By providing retailers with our semantic clustering model for covid-19, retailers can make preliminary predictions about consumers’ buying habits and spending patterns.



In [120]:
# interactive widget
def unique_sorted_values(array):
    unique = array.unique().tolist()
    unique.sort()
    return unique

In [121]:
df_location = ['United States', 'United Kingdom','India','Canada','Switzerland','China']

### Sentiment Analysis

In [123]:
dropdown_country = widgets.Dropdown(options = unique_sorted_values(pd.Series(df_location)))
output_country = widgets.Output()

def dropdown_country_eventhandler(change):
    output_country.clear_output()
    with output_country:
        country_df = df.loc[df.user_location == change.new]
# sentiment analysis using the VADER lexicon
        sia = SentimentIntensityAnalyzer()
        country_df['sentiment_score'] = country_df['text'].apply(lambda x: sia.polarity_scores(x)['compound'])
        country_df['sentiment'] = country_df['sentiment_score'].apply(lambda x: 'Positive' if x > 0 else ('Negative' if x < 0 else 'Neutral'))

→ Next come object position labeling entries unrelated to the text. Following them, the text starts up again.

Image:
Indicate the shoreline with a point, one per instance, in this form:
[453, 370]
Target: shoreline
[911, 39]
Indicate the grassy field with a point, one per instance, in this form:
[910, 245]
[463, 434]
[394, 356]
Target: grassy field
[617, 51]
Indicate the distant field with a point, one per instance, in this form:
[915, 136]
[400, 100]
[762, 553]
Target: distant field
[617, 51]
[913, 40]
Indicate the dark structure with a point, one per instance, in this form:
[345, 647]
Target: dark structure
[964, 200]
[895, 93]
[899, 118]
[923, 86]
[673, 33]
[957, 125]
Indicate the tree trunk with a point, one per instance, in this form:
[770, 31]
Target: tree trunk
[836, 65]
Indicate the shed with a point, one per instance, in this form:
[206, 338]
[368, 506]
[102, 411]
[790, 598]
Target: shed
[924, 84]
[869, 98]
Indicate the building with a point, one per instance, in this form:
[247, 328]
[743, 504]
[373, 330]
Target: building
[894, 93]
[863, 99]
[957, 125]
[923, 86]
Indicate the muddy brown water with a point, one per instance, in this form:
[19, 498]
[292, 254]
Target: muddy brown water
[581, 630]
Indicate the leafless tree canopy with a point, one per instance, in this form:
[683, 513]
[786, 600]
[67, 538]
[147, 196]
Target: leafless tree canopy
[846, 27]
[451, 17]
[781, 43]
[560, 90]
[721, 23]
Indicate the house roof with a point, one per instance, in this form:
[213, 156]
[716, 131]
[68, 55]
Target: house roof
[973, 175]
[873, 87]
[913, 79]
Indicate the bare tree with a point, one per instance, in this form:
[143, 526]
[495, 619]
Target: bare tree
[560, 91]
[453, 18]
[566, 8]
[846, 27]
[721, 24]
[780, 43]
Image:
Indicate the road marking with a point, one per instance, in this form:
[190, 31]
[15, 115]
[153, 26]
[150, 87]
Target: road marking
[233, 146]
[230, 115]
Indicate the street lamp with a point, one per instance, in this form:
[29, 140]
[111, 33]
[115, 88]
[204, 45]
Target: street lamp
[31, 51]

# Plot the count of each sentiment
        plt.figure(figsize=(6, 4))
        sns.countplot(country_df['sentiment'], order=['Positive', 'Neutral', 'Negative'])
        plt.xlabel("Sentiment")
        plt.ylabel("Count")
        plt.title("Count of Sentiments in the Tweet dataset")
        plt.show()


dropdown_country.observe(dropdown_country_eventhandler, names = 'value')
display(dropdown_country)

display(output_country)

Dropdown(options=('Canada', 'China', 'India', 'Switzerland', 'United Kingdom', 'United States'), value='Canada…

Output()

Retailers can choose to understand the sentiment analysis of different countries. By selecting a specific country, retailers can know whether the country's overall attitude towards covid-19 is positive, negative or neural. This would help them to decide which country may have a high demand for their products or which country probably can be their raw material processing location, so as to seize business opportunities and develop product import and export trade.

### Wordclouds

In [124]:
dropdown_country1 = widgets.Dropdown(options = unique_sorted_values(pd.Series(df_location)))
output_country1 = widgets.Output()

def dropdown_country_eventhandler1(change):
    output_country1.clear_output()
    with output_country1:
        

# Remove stop words and calculate the frequency of the words
        country_df = df.loc[df.user_location== change.new]
        stop_words = nltk.corpus.stopwords.words('english')
        all_words = ' '.join(country_df['text'].tolist())
        words = nltk.word_tokenize(all_words)
        words = [word.lower() for word in words if word.isalpha() and word.lower() not in stop_words]
        fdist = nltk.FreqDist(words)

# Plot the word cloud of the most common words
        wordcloud = WordCloud(width=800, height=400).generate_from_frequencies(fdist)
        plt.figure(figsize=(10, 5))
        plt.imshow(wordcloud, interpolation='bilinear')
        plt.axis("off")
        plt.show()

dropdown_country1.observe(dropdown_country_eventhandler1, names = 'value')
display(dropdown_country1)

display(output_country1)


Dropdown(options=('Canada', 'China', 'India', 'Switzerland', 'United Kingdom', 'United States'), value='Canada…

Output()

By clicking different countries, retailers can obtain a word cloud that contains the most frequent words of covid tweets for that country. Through keywords generated by our model, retailers can analyze consumers’ life status, such as financial situation, emotional needs, and demand for epidemic prevention supplies. It is helpful for them to adjust product prices, advertising content, and inventory accordingly.